Vatican Manuscripts Added Week 52 of 2021

At the end of the year the Vatican takes two weeks off from digitization, and I use that time to look back at the past year. For this week we'll be looking inwards at changes and improvements to the site and the code, which is freely available on GitHub.

Code Stats

First, a couple of top line numbers from the codebase, 173 commits1, which caused 4275 lines of code to be added and 627 to be deleted2. Unsurprisingly the top two files, contributing 1,500 lines between them, were the addition of 2 Foundation elements, later determined to be extraneous. The biggest changes to internal code were related to the object libraries, the RSS feeds and the fond pages3

Code chage frequency for the last year as of 12-24-2021

Major Code Improvements

  • Additional auto-linking sources: CLA (offline as of 12-26-2021) and Pinakes for Reg.gr
  • Classes for Manuscript/Manuscripts, Entry/Entries and Fond/Fonds. These don't change anything about the user experience of the site, but make the backend code easier to maintain and augment. As an example, because of the already existing Manuscripts class, it only takes three lines of code to collect the 100 most recent manuscripts, and all of their associated data, for the RSS feed. The Manuscript and Fond objects should be rather obvious, but the Entry may not be. It represents a weekly web entry (basically these blogesque posts). It includes the image links for right side and bottom, links to previous and subsequent posts and the actual post data, raw Markdown and formatted as HTML. When combined with a Manuscripts object built with the week and year, all of the data required for a post is in-hand.
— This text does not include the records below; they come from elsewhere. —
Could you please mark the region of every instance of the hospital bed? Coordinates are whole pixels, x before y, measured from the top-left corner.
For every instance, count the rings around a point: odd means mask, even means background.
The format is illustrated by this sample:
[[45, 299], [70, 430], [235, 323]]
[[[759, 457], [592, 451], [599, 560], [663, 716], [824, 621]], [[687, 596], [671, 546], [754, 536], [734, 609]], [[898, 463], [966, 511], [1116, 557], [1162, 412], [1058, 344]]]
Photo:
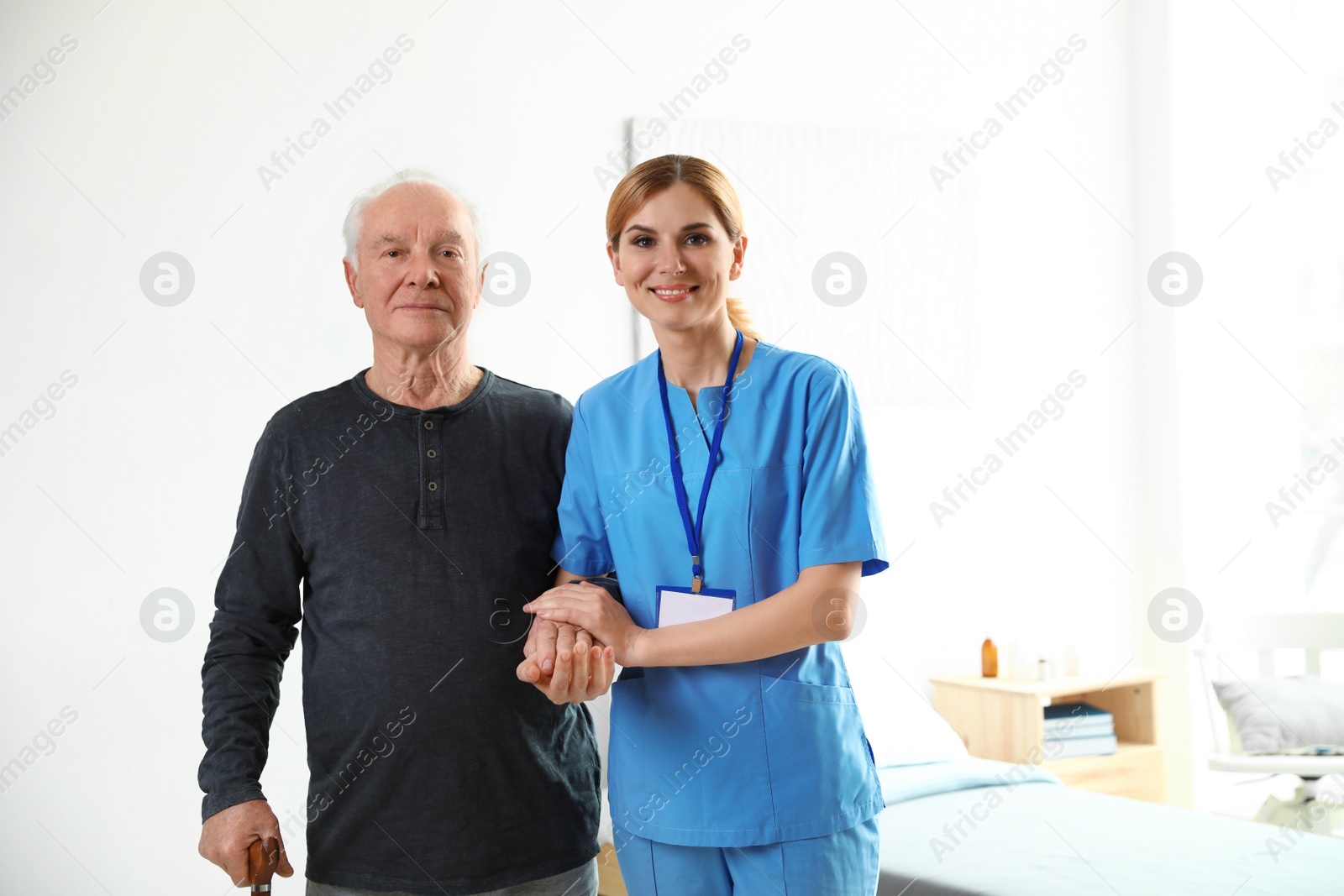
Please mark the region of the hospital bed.
[[989, 759], [878, 775], [878, 896], [1344, 893], [1344, 840], [1064, 787]]

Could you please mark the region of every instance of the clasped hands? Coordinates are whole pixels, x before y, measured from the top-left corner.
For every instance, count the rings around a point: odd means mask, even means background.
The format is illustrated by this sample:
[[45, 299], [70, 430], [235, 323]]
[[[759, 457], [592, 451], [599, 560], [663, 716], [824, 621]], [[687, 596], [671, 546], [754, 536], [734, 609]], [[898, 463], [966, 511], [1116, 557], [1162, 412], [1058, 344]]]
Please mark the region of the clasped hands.
[[523, 606], [535, 614], [517, 677], [551, 703], [583, 703], [612, 686], [616, 664], [632, 664], [644, 629], [606, 588], [590, 582], [560, 584]]

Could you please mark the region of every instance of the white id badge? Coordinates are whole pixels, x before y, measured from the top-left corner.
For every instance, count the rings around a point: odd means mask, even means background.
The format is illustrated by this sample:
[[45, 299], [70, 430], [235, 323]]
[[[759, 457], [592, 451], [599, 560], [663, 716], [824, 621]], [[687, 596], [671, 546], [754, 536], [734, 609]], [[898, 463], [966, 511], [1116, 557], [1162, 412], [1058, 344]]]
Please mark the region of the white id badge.
[[663, 584], [659, 595], [659, 627], [712, 619], [724, 613], [732, 613], [737, 592], [728, 588], [702, 588], [692, 594], [691, 588]]

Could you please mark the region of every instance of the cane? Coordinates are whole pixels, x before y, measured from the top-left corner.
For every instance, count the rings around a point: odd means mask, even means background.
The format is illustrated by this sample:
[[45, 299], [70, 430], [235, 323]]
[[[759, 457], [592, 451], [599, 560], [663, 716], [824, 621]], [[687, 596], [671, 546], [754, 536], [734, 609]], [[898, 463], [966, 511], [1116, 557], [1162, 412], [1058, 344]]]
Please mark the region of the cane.
[[254, 840], [247, 848], [247, 883], [254, 893], [269, 893], [270, 879], [280, 865], [280, 841], [274, 837]]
Major Website Improvements

  • RSS Feeds - The most obvious major usability improvement during 2021 was the addition of two RSS feeds to the website, and related links to the website footer. A manuscripts feed lists the most recent 100 manuscripts, with any metadata present at the time of generation. The weekly entry feed contains the most recent twenty entries sorted from newest to oldest. This relies on a newly-added field to the entry table in the database published. The feed only picks up "published" entries, allowing me to incrementally edit the entry during the week without overwhelming the feed with extra copies of the same entry.
  • Fond pages - The other major addition was a series of pages listing manuscripts by Fond (aka. collection). Although this replicates the organization of the manuscripts on the BAV's own website, I think this implementation adds two useful elements. Firstly, the standard manuscript metadata is presented, which is not available directly on the Vatican's site, even when it is available. Secondly we present a brief history/overview of the Fond in question, giving a background to some of the more obscure collections that is difficult to find elsewhere, apart from a guidebook published by the Vatican. To implement this a fonds table was created with the Fond code (eg. Vat.lat) and the text of the introduction, and a fond_code column was created in the manuscripts table linking to the Fond. As a helpful side-effect, this allows us to do per-Fond statistics very easily, as every manuscript has an indexed code and no string manipulation is needed. The work to provide an introduction to all 88 Fonds is still ongoing

Sources

All of the stats were generated via AskGit, using the following queries

  1. SELECT strftime('%Y', commits.author_when) as year_commit, count(*) FROM commits, stats('', commits.hash) WHERE commits.parents < 2
  2. SELECT sum(additions), sum(deletions) FROM commits, stats('', commits.hash) WHERE strftime('%Y', commits.author_when) = '2021' AND commits.parents < 2 group by strftime('%Y', commits.author_when)
  3. SELECT file_path, sum(additions) as lines_added, sum(deletions) as lines_deleted FROM commits, stats('', commits.hash) WHERE strftime('%Y', commits.author_when) = '2021' AND commits.parents < 2 group by file_path order by lines_added

To the right is f.19r from Vat.lat.5904, a 14th C copy of Boethius' De Institution Musica. It presents a table of harmonies with far more clarity than I've ever been able to wrangle out of an ERD.